Tuesday 19 April 2016

Celebrating the 1050th anniversary of the Baptism of Poland with 16th century poly-choral music

King Sigismund III of Poland
King Sigismund III of Poland
In 966 the reigning Duke in Poland accepted Christianity and was baptised. This date has remained important in Poland as the event became entwined in Poland's sense of nationhood. On Monday 18 April 2016, the Polish Embassy in London hosted an event celebrating the anniversary. The evening also celebrated the release of the fourth volume of The Sixteen's ongoing series of CDs exploring music in Poland from the Renaissance and Baroque. After speeches from the Polish Ambassador, Witold Sobkow, and Anna Godlewska, director of the Polish Cultural Institute, we heard a short recital of music from the Polish Baroque given by Eamonn Dougan and eight members of The Sixteen.

In his entertaining and informative introduction Eamonn Dougan explained that King Sigismund III of Poland had been keen to improve music at court and had asked the Pope for help. The Pope had 'encouraged' a number of Italian musicians to settle in Poland, some spent a long time there and native composers took inspiration.
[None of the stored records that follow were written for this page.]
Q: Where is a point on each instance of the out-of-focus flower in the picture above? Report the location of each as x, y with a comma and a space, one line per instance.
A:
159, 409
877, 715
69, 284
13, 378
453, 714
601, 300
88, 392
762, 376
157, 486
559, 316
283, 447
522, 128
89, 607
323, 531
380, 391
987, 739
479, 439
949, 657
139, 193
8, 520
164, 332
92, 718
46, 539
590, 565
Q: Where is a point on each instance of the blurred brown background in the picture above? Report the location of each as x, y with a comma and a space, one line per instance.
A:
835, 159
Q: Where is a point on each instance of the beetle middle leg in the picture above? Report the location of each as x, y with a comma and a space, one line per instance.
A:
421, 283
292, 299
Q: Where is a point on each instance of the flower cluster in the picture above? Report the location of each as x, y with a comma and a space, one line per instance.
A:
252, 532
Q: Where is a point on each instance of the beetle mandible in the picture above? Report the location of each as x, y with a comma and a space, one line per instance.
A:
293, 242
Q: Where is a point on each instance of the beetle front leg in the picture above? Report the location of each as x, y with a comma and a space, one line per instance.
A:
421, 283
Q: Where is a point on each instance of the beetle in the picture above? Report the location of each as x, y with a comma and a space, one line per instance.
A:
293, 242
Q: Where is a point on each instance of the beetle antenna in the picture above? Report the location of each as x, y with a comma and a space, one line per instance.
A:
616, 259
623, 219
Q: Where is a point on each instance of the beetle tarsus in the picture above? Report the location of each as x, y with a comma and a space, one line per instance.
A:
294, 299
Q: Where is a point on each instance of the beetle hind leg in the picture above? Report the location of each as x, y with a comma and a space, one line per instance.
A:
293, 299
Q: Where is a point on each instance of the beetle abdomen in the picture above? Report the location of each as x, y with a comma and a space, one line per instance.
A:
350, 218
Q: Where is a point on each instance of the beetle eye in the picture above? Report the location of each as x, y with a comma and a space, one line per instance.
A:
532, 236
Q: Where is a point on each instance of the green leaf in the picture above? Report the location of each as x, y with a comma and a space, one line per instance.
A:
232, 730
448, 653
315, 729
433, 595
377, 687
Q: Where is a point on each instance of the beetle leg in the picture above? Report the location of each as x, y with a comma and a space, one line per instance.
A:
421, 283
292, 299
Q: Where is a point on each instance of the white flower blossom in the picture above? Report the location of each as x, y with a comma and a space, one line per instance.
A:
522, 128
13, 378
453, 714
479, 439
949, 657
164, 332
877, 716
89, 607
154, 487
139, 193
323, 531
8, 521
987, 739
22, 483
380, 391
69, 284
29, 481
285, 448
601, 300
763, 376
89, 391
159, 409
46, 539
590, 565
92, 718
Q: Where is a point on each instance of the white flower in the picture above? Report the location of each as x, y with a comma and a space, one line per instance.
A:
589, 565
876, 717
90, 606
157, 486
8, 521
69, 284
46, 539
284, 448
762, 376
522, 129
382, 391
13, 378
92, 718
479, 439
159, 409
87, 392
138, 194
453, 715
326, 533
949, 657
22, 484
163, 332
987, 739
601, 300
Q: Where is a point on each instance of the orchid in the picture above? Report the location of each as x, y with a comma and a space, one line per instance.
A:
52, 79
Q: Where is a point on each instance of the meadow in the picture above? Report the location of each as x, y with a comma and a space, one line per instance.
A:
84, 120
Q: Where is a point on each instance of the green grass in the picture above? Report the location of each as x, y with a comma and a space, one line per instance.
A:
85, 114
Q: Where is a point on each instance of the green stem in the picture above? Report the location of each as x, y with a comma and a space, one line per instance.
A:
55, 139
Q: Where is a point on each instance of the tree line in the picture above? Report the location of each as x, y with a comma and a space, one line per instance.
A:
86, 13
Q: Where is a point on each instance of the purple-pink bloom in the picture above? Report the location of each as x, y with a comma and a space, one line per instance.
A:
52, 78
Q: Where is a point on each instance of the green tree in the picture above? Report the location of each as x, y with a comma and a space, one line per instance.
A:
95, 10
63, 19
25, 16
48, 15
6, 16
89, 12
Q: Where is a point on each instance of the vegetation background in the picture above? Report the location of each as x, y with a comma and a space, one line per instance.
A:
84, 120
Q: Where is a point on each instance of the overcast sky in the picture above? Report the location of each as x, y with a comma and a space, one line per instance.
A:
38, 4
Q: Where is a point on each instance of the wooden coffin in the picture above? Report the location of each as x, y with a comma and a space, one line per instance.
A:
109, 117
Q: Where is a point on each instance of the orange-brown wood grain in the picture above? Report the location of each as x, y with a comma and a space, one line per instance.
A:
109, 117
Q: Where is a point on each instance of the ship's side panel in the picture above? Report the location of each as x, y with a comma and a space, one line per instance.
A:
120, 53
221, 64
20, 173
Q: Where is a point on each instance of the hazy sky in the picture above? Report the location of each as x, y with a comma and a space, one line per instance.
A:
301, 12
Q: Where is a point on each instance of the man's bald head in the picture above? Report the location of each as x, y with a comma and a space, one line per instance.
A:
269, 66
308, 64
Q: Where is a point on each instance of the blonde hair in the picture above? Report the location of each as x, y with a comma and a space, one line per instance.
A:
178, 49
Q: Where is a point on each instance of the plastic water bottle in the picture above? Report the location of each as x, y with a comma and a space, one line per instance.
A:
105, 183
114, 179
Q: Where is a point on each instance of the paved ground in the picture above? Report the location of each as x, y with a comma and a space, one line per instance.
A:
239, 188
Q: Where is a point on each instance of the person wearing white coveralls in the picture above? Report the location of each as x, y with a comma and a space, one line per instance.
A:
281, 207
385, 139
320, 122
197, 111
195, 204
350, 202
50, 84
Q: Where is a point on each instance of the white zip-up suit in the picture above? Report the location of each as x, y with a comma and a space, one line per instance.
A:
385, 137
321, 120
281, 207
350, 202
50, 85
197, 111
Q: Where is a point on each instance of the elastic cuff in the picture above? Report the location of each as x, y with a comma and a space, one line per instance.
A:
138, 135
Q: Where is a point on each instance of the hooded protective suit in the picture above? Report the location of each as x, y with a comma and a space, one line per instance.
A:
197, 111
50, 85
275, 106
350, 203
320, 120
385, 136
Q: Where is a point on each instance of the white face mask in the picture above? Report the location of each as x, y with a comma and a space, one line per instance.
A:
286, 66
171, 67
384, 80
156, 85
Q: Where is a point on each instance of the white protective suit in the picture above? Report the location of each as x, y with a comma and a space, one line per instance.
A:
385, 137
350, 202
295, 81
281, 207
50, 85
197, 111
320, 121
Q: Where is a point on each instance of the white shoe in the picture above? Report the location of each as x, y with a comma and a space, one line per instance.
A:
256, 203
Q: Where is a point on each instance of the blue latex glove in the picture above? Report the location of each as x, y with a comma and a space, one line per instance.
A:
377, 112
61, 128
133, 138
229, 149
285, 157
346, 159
The names of the Italian composers who worked in Poland are not all familiar, only Luca Marenzio is well known, and some seemed to get a taste for travel as Bertolusi went from Poland to Denmark. The Sixteen performed motets by these Italian visitors, Pacelli's Veni sponsa Christi, Bertolusi's Regina Coeli and Timor Domini, alongside music by later Polish composers, Gorczycki's O rex gloriae and Sepulto Domine, and Pekiel's Resonent in Laudibus and Ave Maria. This is all music which deserves to be better known. The Sixteen's recordings build on scholarship being done in Poland and we can hope that other groups follow suit.

King Sigismund III was very fond of poly-choral music, and the recital ended with a double choir mass by Luca Marenzio, a composer best known for his madrigals. Marenzio's Missa super Iniquos odio habui was premiered in Warsaw in 1596. Though the records of the performance survive, the only complete copy of the mass seemed to have disappeared in World War II, but thankfully was recently rediscovered (having been moved to East Berlin by the Soviet regime). We heard Marenzio's motet Iniquos odio habui and the Gloria from the mass based on it, and I look forward to hearing the whole piece on The Sixteen's forthcoming disc, Helper and Protector: Italian Maestri in Poland.